# 350z vs. s200



## CantWaitTillIdrive (Apr 28, 2006)

is a 350z raced with a s2000 which would win? (stock)


----------



## JAMESZ (Mar 12, 2004)

From experience the 350Z will edge out the S2K. But it really depends on drivers.


----------



## CantWaitTillIdrive (Apr 28, 2006)

wow really? doesnt the s2000 have like 9k rpm and 350z only like 6.5k?


----------



## chimmike (Oct 17, 2002)

rev limit has absolutely NOTHING to do with power, weight, or drivers.

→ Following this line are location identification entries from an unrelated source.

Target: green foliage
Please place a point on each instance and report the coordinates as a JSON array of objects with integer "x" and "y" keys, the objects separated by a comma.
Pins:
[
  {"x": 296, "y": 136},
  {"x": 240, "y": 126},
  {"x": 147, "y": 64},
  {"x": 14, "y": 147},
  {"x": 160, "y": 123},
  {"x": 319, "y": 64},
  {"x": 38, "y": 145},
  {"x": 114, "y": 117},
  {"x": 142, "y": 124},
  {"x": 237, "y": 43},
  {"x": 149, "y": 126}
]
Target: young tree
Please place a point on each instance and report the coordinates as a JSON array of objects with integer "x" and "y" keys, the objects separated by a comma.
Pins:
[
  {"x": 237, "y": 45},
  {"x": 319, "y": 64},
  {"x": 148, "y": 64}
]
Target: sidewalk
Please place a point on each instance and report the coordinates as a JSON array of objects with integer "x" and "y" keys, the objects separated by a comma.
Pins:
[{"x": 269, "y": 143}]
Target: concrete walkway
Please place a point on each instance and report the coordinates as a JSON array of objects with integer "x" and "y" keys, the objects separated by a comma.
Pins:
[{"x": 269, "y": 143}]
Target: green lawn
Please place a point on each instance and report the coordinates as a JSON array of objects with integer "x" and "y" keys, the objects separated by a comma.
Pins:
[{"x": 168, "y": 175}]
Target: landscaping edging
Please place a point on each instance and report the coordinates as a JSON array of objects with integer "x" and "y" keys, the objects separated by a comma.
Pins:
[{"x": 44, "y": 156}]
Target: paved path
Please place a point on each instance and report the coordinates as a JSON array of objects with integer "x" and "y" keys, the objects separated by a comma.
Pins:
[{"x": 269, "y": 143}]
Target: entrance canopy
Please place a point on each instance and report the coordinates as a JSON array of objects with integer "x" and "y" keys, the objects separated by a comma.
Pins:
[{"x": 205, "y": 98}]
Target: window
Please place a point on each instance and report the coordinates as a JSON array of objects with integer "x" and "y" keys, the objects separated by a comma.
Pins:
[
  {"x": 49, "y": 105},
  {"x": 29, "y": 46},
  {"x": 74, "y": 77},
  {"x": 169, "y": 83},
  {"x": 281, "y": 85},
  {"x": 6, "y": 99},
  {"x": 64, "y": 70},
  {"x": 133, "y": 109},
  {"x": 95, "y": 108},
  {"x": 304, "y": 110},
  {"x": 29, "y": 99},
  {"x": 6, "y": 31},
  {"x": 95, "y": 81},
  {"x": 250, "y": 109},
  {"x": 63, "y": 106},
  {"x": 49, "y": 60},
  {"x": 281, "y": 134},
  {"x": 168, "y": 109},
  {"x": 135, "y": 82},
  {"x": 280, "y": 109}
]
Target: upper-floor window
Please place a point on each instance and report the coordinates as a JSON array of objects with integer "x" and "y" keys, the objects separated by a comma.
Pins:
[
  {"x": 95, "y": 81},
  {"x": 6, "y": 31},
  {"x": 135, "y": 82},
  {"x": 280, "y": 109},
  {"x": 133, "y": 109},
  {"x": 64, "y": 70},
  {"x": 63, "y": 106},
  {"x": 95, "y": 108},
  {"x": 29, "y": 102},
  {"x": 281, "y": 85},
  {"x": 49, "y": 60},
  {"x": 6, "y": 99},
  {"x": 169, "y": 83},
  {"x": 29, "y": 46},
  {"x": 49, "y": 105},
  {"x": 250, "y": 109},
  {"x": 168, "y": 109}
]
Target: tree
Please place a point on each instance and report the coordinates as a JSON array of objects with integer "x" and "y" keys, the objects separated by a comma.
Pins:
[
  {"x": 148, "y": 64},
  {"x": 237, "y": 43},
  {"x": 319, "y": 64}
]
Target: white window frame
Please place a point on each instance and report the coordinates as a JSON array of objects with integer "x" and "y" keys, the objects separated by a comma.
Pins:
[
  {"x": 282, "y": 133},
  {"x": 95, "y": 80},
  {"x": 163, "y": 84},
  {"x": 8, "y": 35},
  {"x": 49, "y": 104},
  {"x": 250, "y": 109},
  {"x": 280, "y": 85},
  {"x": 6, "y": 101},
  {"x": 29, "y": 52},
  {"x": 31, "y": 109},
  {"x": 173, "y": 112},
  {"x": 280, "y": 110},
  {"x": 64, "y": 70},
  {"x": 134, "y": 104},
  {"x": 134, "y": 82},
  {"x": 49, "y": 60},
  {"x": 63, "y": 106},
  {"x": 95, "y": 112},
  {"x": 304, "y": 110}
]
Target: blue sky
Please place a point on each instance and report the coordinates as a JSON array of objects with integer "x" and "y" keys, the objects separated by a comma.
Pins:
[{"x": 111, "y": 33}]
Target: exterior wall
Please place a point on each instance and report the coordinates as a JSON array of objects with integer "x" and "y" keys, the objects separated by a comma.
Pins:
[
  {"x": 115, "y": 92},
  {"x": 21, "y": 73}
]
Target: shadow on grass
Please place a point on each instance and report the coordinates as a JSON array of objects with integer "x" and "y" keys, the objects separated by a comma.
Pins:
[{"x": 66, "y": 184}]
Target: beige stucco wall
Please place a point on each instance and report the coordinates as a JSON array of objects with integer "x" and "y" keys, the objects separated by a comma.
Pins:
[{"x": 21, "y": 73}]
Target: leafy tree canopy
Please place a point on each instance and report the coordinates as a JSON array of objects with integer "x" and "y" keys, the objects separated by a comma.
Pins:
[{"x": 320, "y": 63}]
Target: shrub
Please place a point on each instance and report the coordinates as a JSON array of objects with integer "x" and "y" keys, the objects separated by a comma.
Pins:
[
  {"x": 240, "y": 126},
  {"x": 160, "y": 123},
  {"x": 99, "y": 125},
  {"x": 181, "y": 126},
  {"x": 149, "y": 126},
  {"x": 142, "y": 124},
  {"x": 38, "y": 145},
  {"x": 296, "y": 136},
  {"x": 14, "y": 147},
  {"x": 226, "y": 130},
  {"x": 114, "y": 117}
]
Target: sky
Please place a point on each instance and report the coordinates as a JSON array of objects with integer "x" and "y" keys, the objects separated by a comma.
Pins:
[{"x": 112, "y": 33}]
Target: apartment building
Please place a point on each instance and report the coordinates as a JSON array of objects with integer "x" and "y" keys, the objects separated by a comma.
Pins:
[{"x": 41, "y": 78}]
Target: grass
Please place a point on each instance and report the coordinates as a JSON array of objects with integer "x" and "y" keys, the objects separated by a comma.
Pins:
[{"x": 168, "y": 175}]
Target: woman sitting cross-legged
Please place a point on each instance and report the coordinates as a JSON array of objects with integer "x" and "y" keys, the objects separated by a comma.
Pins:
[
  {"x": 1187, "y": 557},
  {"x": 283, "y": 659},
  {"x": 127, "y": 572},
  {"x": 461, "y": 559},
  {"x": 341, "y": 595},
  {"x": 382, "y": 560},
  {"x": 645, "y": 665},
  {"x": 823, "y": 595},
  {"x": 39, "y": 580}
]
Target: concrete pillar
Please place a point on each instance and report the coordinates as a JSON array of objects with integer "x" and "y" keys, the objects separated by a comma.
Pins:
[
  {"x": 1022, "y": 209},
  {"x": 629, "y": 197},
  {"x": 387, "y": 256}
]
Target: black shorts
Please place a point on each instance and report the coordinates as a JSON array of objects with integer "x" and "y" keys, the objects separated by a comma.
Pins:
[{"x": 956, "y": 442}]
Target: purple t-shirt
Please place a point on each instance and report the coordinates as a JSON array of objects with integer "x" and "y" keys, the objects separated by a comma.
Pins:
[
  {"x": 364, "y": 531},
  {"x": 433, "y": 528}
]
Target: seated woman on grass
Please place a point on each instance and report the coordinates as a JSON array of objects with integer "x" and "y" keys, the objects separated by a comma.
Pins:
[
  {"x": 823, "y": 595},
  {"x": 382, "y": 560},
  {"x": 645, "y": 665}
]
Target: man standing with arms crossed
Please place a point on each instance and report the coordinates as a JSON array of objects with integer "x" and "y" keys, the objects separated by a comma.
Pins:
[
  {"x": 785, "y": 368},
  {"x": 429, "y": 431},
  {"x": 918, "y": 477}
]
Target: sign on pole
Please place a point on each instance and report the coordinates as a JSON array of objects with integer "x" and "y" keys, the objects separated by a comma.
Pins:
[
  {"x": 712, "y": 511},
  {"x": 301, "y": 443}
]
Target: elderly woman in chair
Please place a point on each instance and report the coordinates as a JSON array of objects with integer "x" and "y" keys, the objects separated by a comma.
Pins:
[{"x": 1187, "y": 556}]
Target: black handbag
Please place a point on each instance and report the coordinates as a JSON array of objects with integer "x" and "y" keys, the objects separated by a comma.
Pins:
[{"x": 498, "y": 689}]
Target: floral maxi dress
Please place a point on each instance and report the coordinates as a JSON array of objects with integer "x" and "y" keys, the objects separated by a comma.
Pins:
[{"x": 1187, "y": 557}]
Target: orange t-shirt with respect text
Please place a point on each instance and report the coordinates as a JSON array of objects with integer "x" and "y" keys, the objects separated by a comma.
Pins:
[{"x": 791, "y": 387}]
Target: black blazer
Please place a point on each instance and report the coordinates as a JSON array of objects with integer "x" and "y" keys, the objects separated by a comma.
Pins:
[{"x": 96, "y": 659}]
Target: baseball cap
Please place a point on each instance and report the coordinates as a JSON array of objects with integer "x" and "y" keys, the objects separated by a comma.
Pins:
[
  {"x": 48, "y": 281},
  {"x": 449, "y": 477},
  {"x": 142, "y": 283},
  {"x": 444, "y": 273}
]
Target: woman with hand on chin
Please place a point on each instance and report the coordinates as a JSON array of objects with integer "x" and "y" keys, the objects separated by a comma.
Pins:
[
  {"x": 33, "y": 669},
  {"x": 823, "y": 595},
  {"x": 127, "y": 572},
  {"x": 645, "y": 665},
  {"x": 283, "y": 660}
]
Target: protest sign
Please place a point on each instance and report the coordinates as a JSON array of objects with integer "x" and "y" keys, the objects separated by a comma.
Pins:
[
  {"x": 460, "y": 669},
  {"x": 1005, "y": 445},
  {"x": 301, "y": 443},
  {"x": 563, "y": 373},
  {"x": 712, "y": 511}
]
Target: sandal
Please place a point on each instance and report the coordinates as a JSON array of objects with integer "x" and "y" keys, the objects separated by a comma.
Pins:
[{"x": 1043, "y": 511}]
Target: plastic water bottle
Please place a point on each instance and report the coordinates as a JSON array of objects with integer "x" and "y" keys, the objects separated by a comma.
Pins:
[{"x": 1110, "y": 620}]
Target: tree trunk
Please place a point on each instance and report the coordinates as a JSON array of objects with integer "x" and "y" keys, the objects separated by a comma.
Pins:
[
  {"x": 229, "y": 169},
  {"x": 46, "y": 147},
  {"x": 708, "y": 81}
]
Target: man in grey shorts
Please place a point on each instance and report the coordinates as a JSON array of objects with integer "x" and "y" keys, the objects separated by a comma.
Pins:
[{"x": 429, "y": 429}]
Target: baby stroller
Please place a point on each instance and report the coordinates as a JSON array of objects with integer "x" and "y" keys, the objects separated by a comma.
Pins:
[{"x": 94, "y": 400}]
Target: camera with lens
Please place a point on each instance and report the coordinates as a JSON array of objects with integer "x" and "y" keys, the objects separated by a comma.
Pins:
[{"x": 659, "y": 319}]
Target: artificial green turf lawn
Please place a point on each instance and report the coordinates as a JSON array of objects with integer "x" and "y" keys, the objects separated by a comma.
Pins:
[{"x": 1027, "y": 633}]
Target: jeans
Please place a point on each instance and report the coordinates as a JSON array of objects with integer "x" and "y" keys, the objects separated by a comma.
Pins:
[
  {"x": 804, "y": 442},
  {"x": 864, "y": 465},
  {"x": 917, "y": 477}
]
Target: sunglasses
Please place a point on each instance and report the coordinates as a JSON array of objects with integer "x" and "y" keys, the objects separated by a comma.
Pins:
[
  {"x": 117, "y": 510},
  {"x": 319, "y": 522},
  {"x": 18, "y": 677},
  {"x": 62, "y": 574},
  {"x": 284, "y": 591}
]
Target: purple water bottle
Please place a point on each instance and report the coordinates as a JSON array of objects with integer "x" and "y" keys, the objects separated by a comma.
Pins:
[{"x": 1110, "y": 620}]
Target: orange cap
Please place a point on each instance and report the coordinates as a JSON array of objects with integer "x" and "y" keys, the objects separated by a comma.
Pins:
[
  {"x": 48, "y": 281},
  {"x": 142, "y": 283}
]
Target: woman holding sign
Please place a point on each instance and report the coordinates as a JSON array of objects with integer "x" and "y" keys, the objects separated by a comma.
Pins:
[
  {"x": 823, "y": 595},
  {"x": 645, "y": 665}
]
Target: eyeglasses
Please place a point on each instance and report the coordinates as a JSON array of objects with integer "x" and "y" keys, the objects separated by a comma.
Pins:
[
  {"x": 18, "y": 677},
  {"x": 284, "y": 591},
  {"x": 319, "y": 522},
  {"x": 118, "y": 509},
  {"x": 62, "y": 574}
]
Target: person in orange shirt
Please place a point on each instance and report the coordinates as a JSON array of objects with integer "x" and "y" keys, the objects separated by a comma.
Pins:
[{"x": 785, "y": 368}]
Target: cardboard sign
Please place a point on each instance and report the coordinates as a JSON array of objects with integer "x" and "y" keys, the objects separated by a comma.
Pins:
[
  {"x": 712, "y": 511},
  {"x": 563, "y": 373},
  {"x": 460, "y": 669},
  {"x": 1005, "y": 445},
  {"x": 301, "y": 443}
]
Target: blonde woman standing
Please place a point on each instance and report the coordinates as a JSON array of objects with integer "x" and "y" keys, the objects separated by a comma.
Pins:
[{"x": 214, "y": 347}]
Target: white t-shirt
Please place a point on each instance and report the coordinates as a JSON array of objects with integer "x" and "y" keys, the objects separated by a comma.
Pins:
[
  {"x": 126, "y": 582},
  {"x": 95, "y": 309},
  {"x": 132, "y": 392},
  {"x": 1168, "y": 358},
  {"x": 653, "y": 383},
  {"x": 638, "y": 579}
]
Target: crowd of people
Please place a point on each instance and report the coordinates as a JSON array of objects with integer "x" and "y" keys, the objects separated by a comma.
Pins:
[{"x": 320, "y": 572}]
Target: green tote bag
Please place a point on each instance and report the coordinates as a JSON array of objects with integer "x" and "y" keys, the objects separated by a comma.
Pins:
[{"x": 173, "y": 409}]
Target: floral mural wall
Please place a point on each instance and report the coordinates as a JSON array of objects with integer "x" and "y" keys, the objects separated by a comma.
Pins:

why would you say something like that?

that race is a total drivers race. And, I'm guessing you're not that great a driver.


----------



## CantWaitTillIdrive (Apr 28, 2006)

lol. im only 14. thats why my name is what it is. Im trying to choose now so i can start saving up and it took me quite a while to choose an airsoft gun 2 1/2 years i think so i thought id start choosing a car now.


----------



## Asleep (Jan 19, 2003)

lol, you do mean at the track right? i think at the track, since its only 1/4 mile long, the edge would go to the 350z. the 2003 350z gets 14.1 according to the site i googled. the s2000 gets a 14.4. 
a typical drivers race. the tq from the vq should be enough to make up for any slight mistakes, but not by much.


----------



## CantWaitTillIdrive (Apr 28, 2006)

ohhhhh...whats the difference between the 03' version and the 06' at the track?


----------



## chimmike (Oct 17, 2002)

06's have more hp but less tq and it basically evens out, especially because the newer models are heavier.


----------



## Nissan_3_50Z (Jun 16, 2006)

hm...i never knew that....let me check that out.



chimmike said:


> 06's have more hp but less tq and it basically evens out, especially because the newer models are heavier.


----------



## jblaze1999 (Jun 19, 2006)

I lost to an S2000 in my 1990 300zx twin turbo. That was the night I killed my engine. I still have that car but now I have a 350z so I can't wait for a rematch with an S2000.


----------



## VEX (Jun 19, 2006)

New Zed have 300hp, but 10nm less ( old 363, new 253 nm ) and have 0.1 sec better 0-60 time ( 5.9 old, 5.8 new ) . And now its a 7k rpm car

Duno if he is gonna be heavy-er, think not, cause its only a minor mods on a car ( led ligts behind, some different switches inside


----------



## chimmike (Oct 17, 2002)

the 06 Z's are heavier by nature, the newer the Z, the heavier it is. All the 03 models were the lightest of the bunch according to trim level.


----------



## Spongerider (Nov 18, 2002)

jblaze1999 said:


> I lost to an S2000 in my 1990 300zx twin turbo. That was the night I killed my engine. I still have that car but now I have a 350z so I can't wait for a rematch with an S2000.


That is because your engine was not healthy. For the rest of you guys do not talk about _street racing _or I'll have to shut this thread down, sorry but that is the forum rules.


----------



## CantWaitTillIdrive (Apr 28, 2006)

so even though the newer versions are heavyer they're faster by .01 secs on 1/4?


----------



## dmroberson (Jun 24, 2004)

chimmike said:


> 06's have more hp but less tq and it basically evens out, especially because the newer models are heavier.


Chimmike answered that one already. Yes, the newer Z's are still slightly faster, even though they are heavier, because their power was increased to compensate for the added weight.


----------



## chimmike (Oct 17, 2002)

CantWaitTillIdrive said:


> so even though the newer versions are heavyer they're faster by .01 secs on 1/4?



this is less attributable to the car and moreso to the driver. Get an equivalent driver in both cars and he'll pull the same times in both. It's not really proven that with bolt ons that the revup even traps higher.


----------